On the contrary, a significant improvement in stability was noted with archaeosomes, which released only 20% during the same period. Figure 4 Release (%) of CF from Egg-PC/PEG45-Tetraether (90:10wt%) archaeosomes and from Egg-PC/PEG45-DSPE (90:10wt%) liposomes at (a) 4°C and (b) 37°C. Despite their apparent identical characteristics in terms of morphology and surface potential, PEGylated liposomes and archaeosomes Inhibitors,research,lifescience,medical exhibited different vesicle stabilities. The presence of

only 10wt% of archaeal tetraether lipid in the liposomal formulations increased significantly the nano-object stability and allowed a slow release of the encapsulated dye at 37°C. This enhanced stability could Inhibitors,research,lifescience,medical result from the membrane spanning organization of the PEGylated tetraether lipids within the Egg-PC bilayer membrane, forming a monolayer as previously shown with synthetic cationic tetraethers [13]. 4. Conclusions In conclusion, we have demonstrated that small proportions of a novel synthetic PEGylated archaeolipid added to a

liposomal formulation increase significantly the nanovector stability and slow down the constant dye release at 37°C. This result is quite promising in so far as a Fasudil in vitro similar behavior could be expected for in vivo applications. This study has also shown that HPTLC is a powerful method for analyzing lipid composition. Following Inhibitors,research,lifescience,medical such a fundamental work, we have recently evaluated the encapsulation of a therapeutic peptide (anticancer) extracted from marine resources into PEGylated archaeosomes and the in vivo efficiency of this peptide-loaded formulation. The first results are very promising and will be published Inhibitors,research,lifescience,medical elsewhere. Acknowledgments The authors would like to thank the partners of the project Sealacian for valuable Inhibitors,research,lifescience,medical discussion.
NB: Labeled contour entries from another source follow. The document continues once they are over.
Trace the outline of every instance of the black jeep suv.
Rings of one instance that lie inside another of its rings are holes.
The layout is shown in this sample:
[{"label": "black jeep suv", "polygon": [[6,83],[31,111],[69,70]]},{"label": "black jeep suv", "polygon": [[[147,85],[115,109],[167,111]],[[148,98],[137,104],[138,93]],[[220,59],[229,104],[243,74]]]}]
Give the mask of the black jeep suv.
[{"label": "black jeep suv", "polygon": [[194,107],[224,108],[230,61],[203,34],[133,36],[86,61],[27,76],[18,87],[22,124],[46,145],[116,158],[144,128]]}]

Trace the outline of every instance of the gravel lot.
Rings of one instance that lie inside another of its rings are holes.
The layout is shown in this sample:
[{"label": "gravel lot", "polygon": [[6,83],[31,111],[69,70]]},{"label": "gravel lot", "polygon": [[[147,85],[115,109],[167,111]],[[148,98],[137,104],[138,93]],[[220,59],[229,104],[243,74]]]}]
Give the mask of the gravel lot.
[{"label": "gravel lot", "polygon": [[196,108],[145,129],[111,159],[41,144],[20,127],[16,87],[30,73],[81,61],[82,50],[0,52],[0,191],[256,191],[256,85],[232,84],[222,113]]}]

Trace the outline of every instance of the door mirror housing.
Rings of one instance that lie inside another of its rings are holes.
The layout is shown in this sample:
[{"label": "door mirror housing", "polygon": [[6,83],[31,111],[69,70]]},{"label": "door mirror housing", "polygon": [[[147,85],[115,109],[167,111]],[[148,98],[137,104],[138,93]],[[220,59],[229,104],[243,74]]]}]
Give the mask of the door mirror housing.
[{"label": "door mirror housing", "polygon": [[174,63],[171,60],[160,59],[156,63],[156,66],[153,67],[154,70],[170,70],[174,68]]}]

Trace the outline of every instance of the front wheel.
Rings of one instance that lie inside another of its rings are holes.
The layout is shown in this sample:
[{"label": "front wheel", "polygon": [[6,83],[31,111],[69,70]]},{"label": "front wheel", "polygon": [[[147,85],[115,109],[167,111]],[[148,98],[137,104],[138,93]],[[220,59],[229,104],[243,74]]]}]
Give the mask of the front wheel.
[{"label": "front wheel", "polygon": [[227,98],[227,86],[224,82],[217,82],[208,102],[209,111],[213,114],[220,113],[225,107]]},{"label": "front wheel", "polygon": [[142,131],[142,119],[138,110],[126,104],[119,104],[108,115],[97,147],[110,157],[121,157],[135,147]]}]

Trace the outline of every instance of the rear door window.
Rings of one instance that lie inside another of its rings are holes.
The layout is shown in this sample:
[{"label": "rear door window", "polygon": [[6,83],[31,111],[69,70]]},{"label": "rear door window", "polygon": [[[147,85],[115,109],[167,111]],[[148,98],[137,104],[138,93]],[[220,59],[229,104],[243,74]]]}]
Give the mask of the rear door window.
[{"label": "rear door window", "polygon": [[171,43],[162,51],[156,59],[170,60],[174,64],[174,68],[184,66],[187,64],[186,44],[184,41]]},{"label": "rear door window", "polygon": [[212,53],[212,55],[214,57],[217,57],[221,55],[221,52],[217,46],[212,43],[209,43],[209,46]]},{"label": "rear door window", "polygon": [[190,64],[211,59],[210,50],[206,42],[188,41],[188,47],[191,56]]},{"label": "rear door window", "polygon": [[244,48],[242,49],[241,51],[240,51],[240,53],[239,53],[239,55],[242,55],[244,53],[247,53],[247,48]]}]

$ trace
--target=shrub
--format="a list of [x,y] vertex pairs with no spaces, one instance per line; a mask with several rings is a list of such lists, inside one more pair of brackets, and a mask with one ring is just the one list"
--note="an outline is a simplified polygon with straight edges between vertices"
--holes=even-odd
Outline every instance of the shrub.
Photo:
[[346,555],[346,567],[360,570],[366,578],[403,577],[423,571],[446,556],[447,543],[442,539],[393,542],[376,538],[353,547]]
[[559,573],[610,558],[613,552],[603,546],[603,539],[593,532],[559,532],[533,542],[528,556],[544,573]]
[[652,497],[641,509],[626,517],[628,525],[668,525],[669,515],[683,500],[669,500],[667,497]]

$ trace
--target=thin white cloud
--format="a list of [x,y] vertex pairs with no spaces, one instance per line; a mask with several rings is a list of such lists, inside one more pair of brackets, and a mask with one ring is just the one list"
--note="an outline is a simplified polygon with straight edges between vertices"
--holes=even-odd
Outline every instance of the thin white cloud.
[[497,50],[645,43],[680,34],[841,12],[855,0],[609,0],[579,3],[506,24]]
They also would like to thank the CNRS, the Direction Générale des Entreprises (DGE), the Région Bretagne, and the Ministère de l’Enseignement Supérieur et de la Recherche

for financial support. Finally, the authors thank Dr. Olivier Lambert for cryo-TEM analysis. J. Barbeau would like to thank the DGE for the financial support, which enabled her to achieve this study.
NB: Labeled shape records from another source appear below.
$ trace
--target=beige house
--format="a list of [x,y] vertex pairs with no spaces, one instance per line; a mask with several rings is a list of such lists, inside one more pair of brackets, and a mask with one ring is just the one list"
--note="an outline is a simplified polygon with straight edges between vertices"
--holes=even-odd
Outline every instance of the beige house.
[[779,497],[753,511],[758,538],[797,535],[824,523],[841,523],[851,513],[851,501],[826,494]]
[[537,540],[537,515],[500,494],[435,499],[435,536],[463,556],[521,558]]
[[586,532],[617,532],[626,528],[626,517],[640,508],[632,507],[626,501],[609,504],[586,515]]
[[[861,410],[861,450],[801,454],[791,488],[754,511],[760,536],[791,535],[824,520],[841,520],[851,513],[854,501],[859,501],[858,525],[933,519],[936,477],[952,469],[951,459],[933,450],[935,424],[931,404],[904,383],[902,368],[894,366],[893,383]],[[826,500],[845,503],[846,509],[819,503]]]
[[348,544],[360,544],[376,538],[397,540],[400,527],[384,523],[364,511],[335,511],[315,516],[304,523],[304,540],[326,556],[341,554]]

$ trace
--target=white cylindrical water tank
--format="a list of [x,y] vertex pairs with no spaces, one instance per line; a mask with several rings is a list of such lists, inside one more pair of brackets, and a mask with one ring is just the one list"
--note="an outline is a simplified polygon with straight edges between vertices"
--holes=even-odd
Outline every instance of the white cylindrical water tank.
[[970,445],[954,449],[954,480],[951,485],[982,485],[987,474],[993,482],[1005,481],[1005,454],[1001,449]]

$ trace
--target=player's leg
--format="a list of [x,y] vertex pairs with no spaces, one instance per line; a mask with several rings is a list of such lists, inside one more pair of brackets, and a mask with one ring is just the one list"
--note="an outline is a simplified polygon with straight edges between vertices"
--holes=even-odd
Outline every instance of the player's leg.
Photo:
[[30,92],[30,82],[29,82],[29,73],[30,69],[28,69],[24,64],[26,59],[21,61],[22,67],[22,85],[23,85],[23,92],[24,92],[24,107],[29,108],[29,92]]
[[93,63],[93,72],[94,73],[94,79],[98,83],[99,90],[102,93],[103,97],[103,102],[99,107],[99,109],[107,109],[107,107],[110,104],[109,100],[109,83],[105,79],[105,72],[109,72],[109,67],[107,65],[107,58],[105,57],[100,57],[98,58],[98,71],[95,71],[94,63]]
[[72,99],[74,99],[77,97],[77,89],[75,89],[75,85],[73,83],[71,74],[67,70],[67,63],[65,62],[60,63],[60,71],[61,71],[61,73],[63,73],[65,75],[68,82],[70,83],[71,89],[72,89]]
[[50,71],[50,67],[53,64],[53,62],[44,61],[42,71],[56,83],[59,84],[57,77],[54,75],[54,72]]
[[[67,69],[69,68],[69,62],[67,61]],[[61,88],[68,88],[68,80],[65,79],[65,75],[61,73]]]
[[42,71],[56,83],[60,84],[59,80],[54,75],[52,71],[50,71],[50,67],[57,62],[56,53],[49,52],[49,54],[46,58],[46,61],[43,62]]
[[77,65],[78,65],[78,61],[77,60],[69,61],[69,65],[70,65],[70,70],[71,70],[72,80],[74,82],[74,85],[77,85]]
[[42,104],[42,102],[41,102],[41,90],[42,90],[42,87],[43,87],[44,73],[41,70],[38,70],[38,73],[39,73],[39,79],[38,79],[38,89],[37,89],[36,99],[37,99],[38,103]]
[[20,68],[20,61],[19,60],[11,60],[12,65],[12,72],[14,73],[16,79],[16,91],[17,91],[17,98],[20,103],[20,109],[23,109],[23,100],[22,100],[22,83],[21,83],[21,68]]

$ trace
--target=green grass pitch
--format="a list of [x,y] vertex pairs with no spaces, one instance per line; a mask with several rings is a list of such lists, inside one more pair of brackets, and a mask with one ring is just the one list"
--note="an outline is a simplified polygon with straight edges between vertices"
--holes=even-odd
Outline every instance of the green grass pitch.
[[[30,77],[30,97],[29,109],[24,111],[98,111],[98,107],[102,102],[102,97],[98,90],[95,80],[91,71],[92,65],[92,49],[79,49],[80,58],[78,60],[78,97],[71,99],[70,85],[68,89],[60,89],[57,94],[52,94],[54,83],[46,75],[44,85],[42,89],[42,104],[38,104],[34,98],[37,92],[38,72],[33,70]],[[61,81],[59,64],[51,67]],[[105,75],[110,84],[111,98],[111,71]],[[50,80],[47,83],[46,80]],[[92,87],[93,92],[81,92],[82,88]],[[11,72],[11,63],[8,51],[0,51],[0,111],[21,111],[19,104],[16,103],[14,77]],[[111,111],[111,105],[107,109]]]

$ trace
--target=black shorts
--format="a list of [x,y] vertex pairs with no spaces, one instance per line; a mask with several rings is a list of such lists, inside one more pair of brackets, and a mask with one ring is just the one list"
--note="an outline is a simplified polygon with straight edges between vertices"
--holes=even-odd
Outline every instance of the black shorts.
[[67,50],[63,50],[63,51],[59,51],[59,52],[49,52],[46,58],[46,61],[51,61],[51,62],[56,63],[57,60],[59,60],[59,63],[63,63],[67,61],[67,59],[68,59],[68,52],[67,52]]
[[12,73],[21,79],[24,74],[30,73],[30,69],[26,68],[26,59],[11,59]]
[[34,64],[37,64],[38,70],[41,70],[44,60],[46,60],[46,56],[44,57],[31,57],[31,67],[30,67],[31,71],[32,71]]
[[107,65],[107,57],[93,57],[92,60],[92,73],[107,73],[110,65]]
The development of highly specific drug delivery systems (DDSs) holds a great promise for increased therapeutic treatment efficiency and elimination of often harmful side effects. Casein kinase 1 However, it is a formidable task due to additional strict requirements posed on DDS, such as high stability, ability to penetrate cellular membranes, and low cytotoxicity. Several important breakthroughs have been achieved in recent years using biologically inspired liposome, ligand, and antibody-based DDS, some of which are already used in clinical environment for cancer treatment with positive results [1, 2].